Samir told Human Rights Watch that two other inmates– Ahmad Herman and Jamal Sahyouni– were killed on July 22 as well as three children who died from suffocation from teargas. He said that 16 prisoners had been wounded and that prison authorities “didn’t agree to let the Red Crescent in to provide medical care for the wounded.”

Samir said the humanitarian situation in the prison was dire. He said the government stopped supplying food to the prison after the riot broke out on July 21, and on July 23 the government cut off electricity and water. He explained that the prisoners had been living off of leftovers, which were gone by July 25, and that they “will start making bread from the flour we found. We are burning wood to bake the bread because there is no electricity to turn the stove on.”

During its news bulletin on July 25, Syrian state media indicated that “calm had returned to Homs central prison after the situation was handled with dialogue.” Human Rights Watch has been unable to reach Samir to get an update since late afternoon on July 25.

Human Rights Watch called on the Syrian government to give the United Nations Supervision Mission in Syria (UNSMIS) full access to detention facilities, including Homs and Aleppo central prisons, to monitor abuses.

Human Rights Watch also reiterated its call to the UN Security Council to refer Syria to the International Criminal Court (ICC) and urged other countries to join the calls for accountability by supporting a referral to the ICC as the forum most capable of effectively investigating and prosecuting those bearing the greatest responsibility for abuses in Syria. Human Rights Watch has called on the UN Security Council to impose an arms embargo on the Syrian government and impose sanctions on Syrian officials involved in serious human rights violations.

“The current uncertainty in Syria makes prisoners even more vulnerable to possible retaliation and abuse,” Whitson said.

Syria has a history of violent crackdowns on prisons. On June 27, 1980, the day after a failed assassination attempt on then-President Hafez al-Assad, commandos from the Defense Brigades, under the leadership of Rif`at al-Assad, the president’s brother, organized a reprisal against inmates at Tadmur Military Prison, where many Islamists were being held. Commando soldiers were taken to the prison and opened fire on inmates. While no exact figure was ever released, a commonly accepted number of those killed in the Tadmur massacre is 600. Michel Seurat, a Syria expert kidnapped and later executed in Lebanon in 1985, reported in his book L’Etat de Barbarie, that an analysis by the security services put the number at 1,181 victims.

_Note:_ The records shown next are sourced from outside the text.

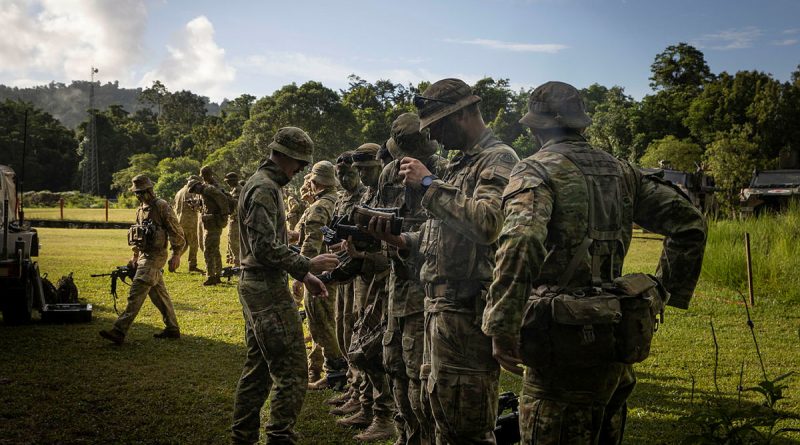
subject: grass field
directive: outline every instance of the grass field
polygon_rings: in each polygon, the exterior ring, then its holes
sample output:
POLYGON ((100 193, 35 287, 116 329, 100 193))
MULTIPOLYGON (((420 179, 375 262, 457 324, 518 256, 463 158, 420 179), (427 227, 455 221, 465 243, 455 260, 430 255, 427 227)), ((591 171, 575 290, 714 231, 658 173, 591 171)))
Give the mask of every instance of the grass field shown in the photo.
MULTIPOLYGON (((201 275, 186 272, 184 258, 179 272, 165 275, 182 339, 152 337, 163 324, 148 302, 126 344, 114 347, 97 335, 115 319, 109 283, 89 274, 126 262, 125 231, 41 229, 40 236, 42 271, 54 279, 74 272, 81 296, 94 305, 95 320, 0 325, 0 444, 226 443, 245 352, 235 280, 205 288, 201 275)), ((635 239, 627 270, 654 270, 659 249, 658 240, 635 239)), ((122 298, 126 292, 121 286, 122 298)), ((759 295, 752 316, 769 375, 800 370, 797 303, 759 295)), ((720 345, 722 391, 735 397, 743 361, 744 386, 760 380, 738 295, 703 281, 690 310, 667 310, 651 357, 636 366, 639 384, 629 400, 625 443, 673 444, 691 431, 682 417, 713 393, 711 319, 720 345)), ((521 382, 504 373, 501 386, 518 393, 521 382)), ((784 393, 788 399, 780 405, 795 415, 800 414, 798 388, 800 381, 791 378, 784 393)), ((748 394, 747 403, 759 401, 748 394)), ((297 427, 302 443, 355 443, 356 432, 336 426, 327 414, 322 402, 328 396, 328 391, 308 393, 297 427)))
MULTIPOLYGON (((61 219, 61 210, 58 208, 26 208, 27 219, 61 219)), ((108 209, 109 222, 130 222, 136 218, 136 209, 108 209)), ((105 221, 105 209, 76 209, 64 208, 64 219, 70 221, 105 221)))

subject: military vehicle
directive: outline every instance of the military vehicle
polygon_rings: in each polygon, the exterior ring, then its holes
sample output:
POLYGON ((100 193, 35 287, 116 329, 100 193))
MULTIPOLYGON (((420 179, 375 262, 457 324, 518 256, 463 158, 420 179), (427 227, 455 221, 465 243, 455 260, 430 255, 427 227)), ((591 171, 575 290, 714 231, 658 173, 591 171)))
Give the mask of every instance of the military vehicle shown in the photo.
POLYGON ((716 214, 719 203, 714 192, 717 191, 714 178, 702 171, 689 173, 668 168, 645 168, 644 171, 653 173, 678 187, 689 201, 704 214, 716 214))
MULTIPOLYGON (((90 321, 92 305, 58 301, 52 285, 42 280, 39 235, 20 218, 14 170, 0 165, 0 312, 6 324, 24 324, 37 309, 43 321, 90 321), (52 291, 51 291, 52 289, 52 291)), ((77 291, 75 292, 77 298, 77 291)))
POLYGON ((755 170, 739 198, 743 216, 783 210, 800 198, 800 170, 755 170))

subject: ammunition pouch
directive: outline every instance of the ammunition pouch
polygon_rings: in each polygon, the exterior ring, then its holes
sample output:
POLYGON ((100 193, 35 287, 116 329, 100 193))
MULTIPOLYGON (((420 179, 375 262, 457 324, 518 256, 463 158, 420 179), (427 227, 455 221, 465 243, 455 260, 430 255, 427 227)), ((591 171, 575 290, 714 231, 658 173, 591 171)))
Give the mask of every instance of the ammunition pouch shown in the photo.
POLYGON ((353 339, 347 350, 347 360, 358 367, 366 368, 370 363, 381 362, 383 352, 383 333, 386 326, 382 322, 383 308, 376 300, 367 305, 364 313, 353 325, 353 339))
POLYGON ((641 362, 667 298, 654 277, 641 273, 619 277, 608 289, 540 286, 523 315, 522 361, 537 368, 641 362))
POLYGON ((150 219, 134 224, 128 229, 128 245, 147 252, 167 247, 167 233, 150 219))
POLYGON ((222 230, 228 222, 228 215, 204 213, 201 217, 206 230, 222 230))

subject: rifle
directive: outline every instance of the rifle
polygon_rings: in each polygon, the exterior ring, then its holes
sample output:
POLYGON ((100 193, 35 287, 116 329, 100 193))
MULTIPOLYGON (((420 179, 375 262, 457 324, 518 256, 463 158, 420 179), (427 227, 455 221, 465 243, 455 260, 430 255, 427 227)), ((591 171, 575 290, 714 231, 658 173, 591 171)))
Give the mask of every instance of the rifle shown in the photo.
POLYGON ((497 445, 511 445, 522 440, 519 432, 519 398, 511 391, 500 394, 494 437, 497 445), (506 410, 509 412, 503 414, 506 410))
POLYGON ((130 286, 130 283, 125 281, 125 278, 129 278, 132 281, 135 275, 136 267, 117 266, 110 273, 96 273, 91 274, 90 276, 92 278, 111 277, 111 300, 114 302, 114 312, 119 315, 119 310, 117 310, 117 280, 120 280, 130 286))
MULTIPOLYGON (((300 246, 296 244, 289 244, 289 250, 291 250, 294 253, 300 253, 300 246)), ((219 277, 227 278, 228 281, 230 282, 231 278, 239 276, 241 272, 242 272, 241 266, 223 267, 222 270, 220 270, 219 277)))
POLYGON ((370 220, 375 217, 389 221, 392 235, 403 233, 403 218, 400 216, 400 207, 374 208, 357 205, 353 210, 353 219, 359 228, 367 227, 370 220))

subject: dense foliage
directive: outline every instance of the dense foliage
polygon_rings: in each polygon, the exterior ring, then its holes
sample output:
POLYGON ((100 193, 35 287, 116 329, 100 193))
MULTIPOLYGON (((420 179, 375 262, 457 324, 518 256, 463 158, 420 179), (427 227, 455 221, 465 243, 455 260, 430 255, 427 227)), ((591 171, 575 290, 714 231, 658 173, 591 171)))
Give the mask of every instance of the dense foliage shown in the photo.
MULTIPOLYGON (((643 166, 664 161, 673 168, 704 169, 722 186, 729 208, 754 168, 800 167, 800 65, 789 82, 758 71, 714 74, 701 51, 679 43, 655 56, 650 81, 653 92, 640 101, 620 86, 593 84, 581 90, 594 122, 586 134, 596 147, 643 166)), ((309 132, 318 159, 332 159, 364 142, 381 143, 394 118, 412 111, 414 94, 427 85, 372 83, 353 75, 339 91, 309 81, 261 98, 243 94, 217 107, 191 91, 171 92, 159 81, 139 90, 97 84, 101 194, 123 192, 137 172, 153 175, 163 193, 171 193, 202 164, 214 166, 219 177, 227 171, 247 176, 275 131, 286 125, 309 132)), ((21 165, 21 116, 24 109, 32 110, 29 189, 80 185, 86 110, 73 134, 39 109, 62 118, 69 114, 61 104, 67 96, 74 99, 70 106, 85 108, 88 99, 82 102, 75 94, 88 98, 88 86, 0 87, 0 98, 25 101, 0 104, 0 163, 21 165), (57 171, 51 168, 55 165, 57 171)), ((536 143, 518 122, 530 90, 515 91, 509 79, 493 78, 477 81, 473 89, 497 135, 521 157, 532 154, 536 143)), ((66 117, 62 123, 75 125, 66 117)))

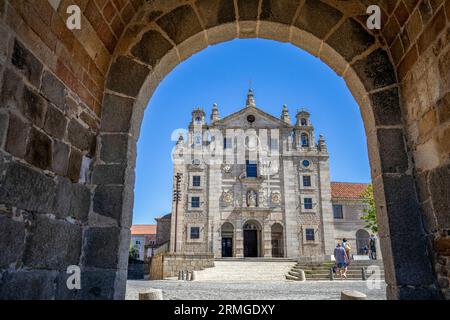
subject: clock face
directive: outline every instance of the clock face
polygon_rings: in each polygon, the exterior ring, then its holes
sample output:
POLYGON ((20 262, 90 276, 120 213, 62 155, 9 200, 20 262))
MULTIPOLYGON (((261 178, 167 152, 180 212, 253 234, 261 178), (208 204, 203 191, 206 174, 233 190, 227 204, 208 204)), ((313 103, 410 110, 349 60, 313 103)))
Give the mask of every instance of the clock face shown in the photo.
POLYGON ((247 116, 247 121, 249 122, 249 123, 253 123, 253 122, 255 122, 255 116, 254 115, 249 115, 249 116, 247 116))
POLYGON ((202 118, 200 117, 195 118, 195 124, 202 124, 202 118))

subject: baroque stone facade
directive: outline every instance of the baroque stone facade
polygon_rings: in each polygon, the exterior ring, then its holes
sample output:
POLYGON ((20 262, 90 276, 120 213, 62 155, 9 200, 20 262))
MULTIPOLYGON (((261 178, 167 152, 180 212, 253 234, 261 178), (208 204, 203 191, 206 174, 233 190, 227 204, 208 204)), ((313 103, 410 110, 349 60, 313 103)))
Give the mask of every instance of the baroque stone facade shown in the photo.
POLYGON ((181 178, 174 179, 171 252, 324 258, 342 236, 356 247, 364 204, 360 197, 346 203, 356 216, 342 229, 333 217, 325 139, 316 140, 307 111, 292 124, 286 106, 276 118, 250 90, 246 106, 223 119, 214 105, 209 124, 195 109, 186 139, 174 151, 181 178))

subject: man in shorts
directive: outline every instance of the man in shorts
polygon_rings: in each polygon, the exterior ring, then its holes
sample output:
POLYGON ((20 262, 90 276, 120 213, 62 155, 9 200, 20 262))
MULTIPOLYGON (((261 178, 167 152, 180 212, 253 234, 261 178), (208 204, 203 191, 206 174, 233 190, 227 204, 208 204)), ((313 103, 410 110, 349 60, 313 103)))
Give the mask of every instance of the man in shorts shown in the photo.
POLYGON ((336 260, 341 279, 347 279, 347 254, 340 243, 334 248, 334 259, 336 260))

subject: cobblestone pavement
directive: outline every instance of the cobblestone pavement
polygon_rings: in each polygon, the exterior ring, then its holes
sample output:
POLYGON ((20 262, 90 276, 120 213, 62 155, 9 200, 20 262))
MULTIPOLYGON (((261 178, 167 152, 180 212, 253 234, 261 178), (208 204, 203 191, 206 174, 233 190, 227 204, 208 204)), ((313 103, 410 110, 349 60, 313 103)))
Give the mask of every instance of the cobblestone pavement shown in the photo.
POLYGON ((127 283, 127 300, 138 299, 146 289, 162 289, 167 300, 337 300, 342 290, 363 292, 371 300, 386 299, 386 284, 379 289, 368 289, 365 281, 137 281, 127 283))

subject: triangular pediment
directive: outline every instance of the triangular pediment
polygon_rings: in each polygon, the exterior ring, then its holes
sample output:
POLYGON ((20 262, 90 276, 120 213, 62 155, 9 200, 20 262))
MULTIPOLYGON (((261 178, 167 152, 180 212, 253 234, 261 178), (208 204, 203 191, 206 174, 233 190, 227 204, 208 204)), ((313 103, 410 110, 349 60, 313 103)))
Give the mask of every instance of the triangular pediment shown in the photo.
POLYGON ((235 113, 232 113, 225 118, 216 121, 214 126, 241 128, 241 127, 253 127, 253 128, 289 128, 290 124, 281 121, 280 119, 272 116, 271 114, 259 109, 258 107, 245 107, 235 113), (248 122, 248 116, 254 116, 253 123, 248 122))

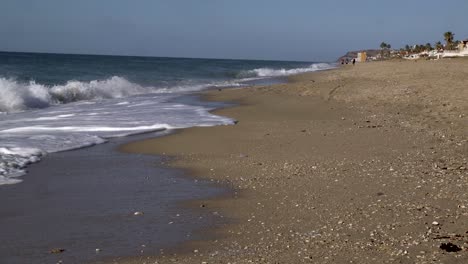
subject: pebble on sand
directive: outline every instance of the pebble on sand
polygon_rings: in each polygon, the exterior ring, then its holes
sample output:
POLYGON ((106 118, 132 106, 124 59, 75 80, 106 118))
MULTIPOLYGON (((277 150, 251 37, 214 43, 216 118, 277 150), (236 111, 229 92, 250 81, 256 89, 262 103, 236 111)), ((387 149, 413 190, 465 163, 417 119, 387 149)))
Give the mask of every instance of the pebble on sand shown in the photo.
POLYGON ((53 248, 49 251, 49 253, 51 254, 60 254, 60 253, 63 253, 65 251, 65 249, 63 248, 53 248))

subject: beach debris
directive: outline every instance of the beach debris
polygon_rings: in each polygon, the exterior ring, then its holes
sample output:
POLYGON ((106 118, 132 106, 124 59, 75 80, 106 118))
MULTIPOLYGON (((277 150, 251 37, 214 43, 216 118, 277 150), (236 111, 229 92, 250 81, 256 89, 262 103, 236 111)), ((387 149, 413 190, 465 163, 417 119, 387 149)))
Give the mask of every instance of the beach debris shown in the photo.
POLYGON ((136 211, 133 213, 133 215, 137 216, 137 215, 143 215, 143 212, 140 212, 140 211, 136 211))
POLYGON ((439 222, 434 221, 434 222, 432 222, 432 225, 438 226, 438 225, 439 225, 439 222))
POLYGON ((96 248, 96 253, 101 252, 102 250, 100 248, 96 248))
POLYGON ((434 239, 450 239, 452 238, 451 236, 436 236, 434 239))
POLYGON ((60 254, 60 253, 63 253, 65 251, 64 248, 53 248, 51 250, 49 250, 49 253, 50 254, 60 254))
POLYGON ((459 246, 451 242, 440 244, 440 249, 445 250, 447 252, 458 252, 462 250, 459 246))
POLYGON ((206 205, 205 205, 205 204, 201 204, 200 207, 206 207, 206 205))
POLYGON ((237 120, 234 120, 234 124, 235 124, 235 125, 237 125, 237 123, 239 123, 239 121, 237 121, 237 120))

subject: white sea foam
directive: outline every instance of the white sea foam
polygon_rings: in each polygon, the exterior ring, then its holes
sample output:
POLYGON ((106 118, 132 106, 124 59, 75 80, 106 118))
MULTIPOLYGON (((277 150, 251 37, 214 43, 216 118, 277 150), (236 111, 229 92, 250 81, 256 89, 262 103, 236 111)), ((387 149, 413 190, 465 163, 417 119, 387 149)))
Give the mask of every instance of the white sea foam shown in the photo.
MULTIPOLYGON (((43 120, 43 119, 42 119, 43 120)), ((52 119, 53 120, 53 119, 52 119)), ((108 126, 64 126, 64 127, 16 127, 1 130, 0 133, 43 133, 43 132, 121 132, 121 131, 155 131, 170 129, 168 125, 136 126, 136 127, 108 127, 108 126)), ((0 152, 1 154, 1 152, 0 152)))
POLYGON ((321 71, 333 69, 336 66, 329 63, 314 63, 306 68, 296 69, 272 69, 272 68, 258 68, 250 71, 245 71, 240 74, 241 77, 280 77, 289 76, 305 72, 321 71))
MULTIPOLYGON (((20 182, 28 164, 43 155, 108 138, 192 126, 232 124, 210 109, 173 102, 177 94, 146 94, 93 104, 74 102, 0 115, 0 185, 20 182)), ((88 101, 89 102, 89 101, 88 101)))
MULTIPOLYGON (((35 81, 19 82, 0 77, 0 112, 19 112, 29 109, 46 108, 52 105, 89 100, 113 99, 148 93, 181 93, 201 91, 208 87, 241 86, 236 81, 191 83, 172 86, 141 86, 123 77, 114 76, 106 80, 90 82, 68 81, 64 85, 47 86, 35 81)), ((127 102, 119 102, 126 104, 127 102)))
POLYGON ((0 77, 0 112, 45 108, 81 100, 121 98, 150 93, 155 89, 142 87, 118 76, 102 81, 68 81, 64 85, 54 86, 0 77))
POLYGON ((0 112, 47 107, 50 101, 47 89, 35 82, 21 84, 12 79, 0 78, 0 112))
POLYGON ((38 162, 42 155, 37 148, 0 147, 0 185, 21 182, 17 177, 24 175, 26 166, 38 162))
POLYGON ((203 84, 186 84, 186 85, 178 85, 178 86, 170 86, 170 87, 161 87, 154 91, 154 93, 184 93, 184 92, 198 92, 205 90, 207 88, 216 87, 216 88, 223 88, 223 87, 240 87, 245 86, 240 82, 245 80, 238 80, 238 81, 218 81, 218 82, 207 82, 203 84))

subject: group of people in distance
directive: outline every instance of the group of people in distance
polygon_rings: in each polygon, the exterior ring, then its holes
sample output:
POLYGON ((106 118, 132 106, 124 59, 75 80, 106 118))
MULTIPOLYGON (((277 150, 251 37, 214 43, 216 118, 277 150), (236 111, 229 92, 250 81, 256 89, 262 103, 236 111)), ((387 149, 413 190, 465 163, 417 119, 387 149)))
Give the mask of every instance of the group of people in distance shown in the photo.
MULTIPOLYGON (((346 64, 349 63, 349 59, 348 59, 348 58, 346 58, 346 60, 345 60, 345 59, 341 59, 341 64, 345 64, 345 63, 346 63, 346 64)), ((352 63, 353 63, 353 65, 356 64, 356 59, 353 59, 352 63)))

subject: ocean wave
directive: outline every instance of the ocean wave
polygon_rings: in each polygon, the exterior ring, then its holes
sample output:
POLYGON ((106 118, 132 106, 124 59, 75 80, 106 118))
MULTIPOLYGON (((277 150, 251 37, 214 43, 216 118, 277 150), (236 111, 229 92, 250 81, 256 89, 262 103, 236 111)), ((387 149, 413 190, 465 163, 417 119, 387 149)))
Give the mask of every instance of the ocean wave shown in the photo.
POLYGON ((153 87, 143 87, 119 76, 90 82, 68 81, 64 85, 53 86, 0 77, 0 112, 46 108, 81 100, 120 98, 152 90, 153 87))
POLYGON ((227 87, 241 87, 246 86, 240 83, 240 81, 211 81, 200 84, 184 84, 175 85, 169 87, 161 87, 154 91, 154 93, 187 93, 187 92, 198 92, 208 88, 227 88, 227 87))
POLYGON ((234 80, 174 83, 167 87, 142 86, 120 76, 89 82, 70 80, 63 85, 44 85, 35 81, 20 82, 0 77, 0 113, 41 109, 51 105, 95 99, 122 98, 147 93, 196 92, 209 87, 239 87, 242 82, 255 78, 288 76, 304 72, 334 68, 333 64, 315 63, 306 68, 258 68, 241 71, 234 80))
POLYGON ((27 166, 48 153, 111 138, 193 126, 233 124, 211 107, 176 100, 177 94, 144 94, 61 104, 0 115, 0 185, 21 182, 27 166))
POLYGON ((320 70, 333 69, 336 66, 329 63, 314 63, 306 68, 295 68, 295 69, 273 69, 273 68, 258 68, 249 71, 242 71, 238 74, 238 78, 249 78, 249 77, 281 77, 295 75, 305 72, 314 72, 320 70))
POLYGON ((123 98, 149 93, 196 92, 209 87, 238 86, 243 85, 236 81, 212 81, 173 84, 167 87, 141 86, 119 76, 90 82, 68 81, 64 85, 48 86, 35 81, 19 82, 12 78, 0 77, 0 113, 41 109, 51 105, 94 99, 123 98))

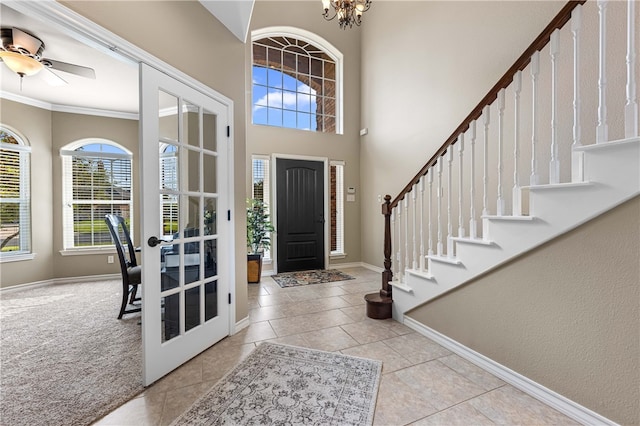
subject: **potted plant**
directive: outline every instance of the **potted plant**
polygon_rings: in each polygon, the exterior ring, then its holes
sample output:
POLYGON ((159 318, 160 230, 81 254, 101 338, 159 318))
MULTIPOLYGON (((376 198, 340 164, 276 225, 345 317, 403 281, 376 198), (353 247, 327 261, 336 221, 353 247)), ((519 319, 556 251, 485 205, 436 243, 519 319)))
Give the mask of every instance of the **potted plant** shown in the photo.
POLYGON ((262 255, 265 249, 271 247, 271 233, 274 231, 264 201, 256 198, 247 200, 247 281, 249 283, 260 282, 262 255))

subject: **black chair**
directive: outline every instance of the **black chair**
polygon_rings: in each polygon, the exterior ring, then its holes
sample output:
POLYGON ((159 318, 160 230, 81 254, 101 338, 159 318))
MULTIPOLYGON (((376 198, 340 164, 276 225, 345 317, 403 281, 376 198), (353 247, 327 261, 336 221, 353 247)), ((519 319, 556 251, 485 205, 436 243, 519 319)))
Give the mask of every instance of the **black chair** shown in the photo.
POLYGON ((118 319, 122 319, 124 314, 130 314, 133 312, 140 312, 141 307, 127 308, 127 299, 130 304, 133 304, 136 300, 136 294, 138 293, 138 286, 142 285, 142 269, 136 260, 136 252, 131 242, 131 236, 129 235, 129 229, 124 222, 122 216, 114 214, 105 215, 104 221, 109 227, 111 233, 111 239, 118 251, 118 259, 120 260, 120 272, 122 273, 122 304, 120 306, 120 313, 118 319), (126 247, 125 243, 126 242, 126 247))

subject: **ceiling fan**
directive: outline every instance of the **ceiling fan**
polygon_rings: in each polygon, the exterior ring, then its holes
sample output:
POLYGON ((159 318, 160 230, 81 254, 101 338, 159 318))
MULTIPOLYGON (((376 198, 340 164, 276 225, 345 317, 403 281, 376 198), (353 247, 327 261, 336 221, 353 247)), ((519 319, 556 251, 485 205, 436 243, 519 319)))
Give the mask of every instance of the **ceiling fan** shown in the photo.
POLYGON ((96 73, 92 68, 80 65, 69 64, 42 57, 44 52, 44 42, 33 34, 19 28, 1 28, 0 38, 0 60, 13 72, 20 76, 20 88, 22 79, 25 76, 38 74, 43 69, 42 74, 45 81, 51 86, 63 86, 67 82, 51 70, 63 71, 81 77, 96 78, 96 73))

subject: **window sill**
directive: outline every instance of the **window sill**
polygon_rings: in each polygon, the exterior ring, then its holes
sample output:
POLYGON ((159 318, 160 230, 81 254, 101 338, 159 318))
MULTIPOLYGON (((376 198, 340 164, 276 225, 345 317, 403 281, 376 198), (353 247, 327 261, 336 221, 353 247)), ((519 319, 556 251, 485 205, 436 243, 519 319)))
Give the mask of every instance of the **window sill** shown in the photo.
POLYGON ((60 254, 62 256, 87 256, 95 254, 111 254, 115 252, 115 247, 60 250, 60 254))
POLYGON ((3 255, 0 255, 0 263, 21 262, 23 260, 33 260, 35 257, 36 257, 35 253, 3 254, 3 255))
POLYGON ((344 259, 347 257, 347 253, 331 253, 329 255, 330 259, 344 259))

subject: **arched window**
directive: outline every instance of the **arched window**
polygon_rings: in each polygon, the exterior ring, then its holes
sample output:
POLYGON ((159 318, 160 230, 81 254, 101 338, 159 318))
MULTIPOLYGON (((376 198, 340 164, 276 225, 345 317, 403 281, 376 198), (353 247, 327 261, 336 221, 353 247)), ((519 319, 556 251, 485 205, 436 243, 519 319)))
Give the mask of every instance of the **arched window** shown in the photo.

More recently, on July 5, 2008, prison authorities and military police used firearms to quell a riot at Sednaya Military prison, about 30 kilometers north of Damascus. Witnesses interviewed by Human Rights Watch said the riot, mostly led by Islamists, came as a response to a large search effort by conscripted members of the military police. The inmates overpowered the military police and took many of them hostages. While most hostages were released after two days, inmates retained control over parts of the prison until January 2009.

The government imposed a total blackout on the events and has not released any information about the action its forces took against the prisoners or any investigation it may have carried out regarding the violence at the prison. An inmate who witnessed the events and was subsequently released told Human Rights Watch that on the first day of the riot, 60 prisoners and 45 members of the military police were killed and that an additional 69 prisoners were killed in the final assault on the rioting prisoners to retake the prison on January 18, 2009.

Security forces, including prison guards, should abide by the United Nations Basic Principles on the Use of Force and Firearms by Law Enforcement Officials, Human Rights Watch said. The principles call upon law enforcement officials to “minimize damage and injury, and respect and preserve human life” and to use lethal force only when strictly unavoidable to protect life.

“Syria’s authorities have always imposed an information blackout on deadly events in its prisons,” Whitson said. “The UN Monitors should insist on access to both prisons to ensure that no such tragedies take place during their mandate.”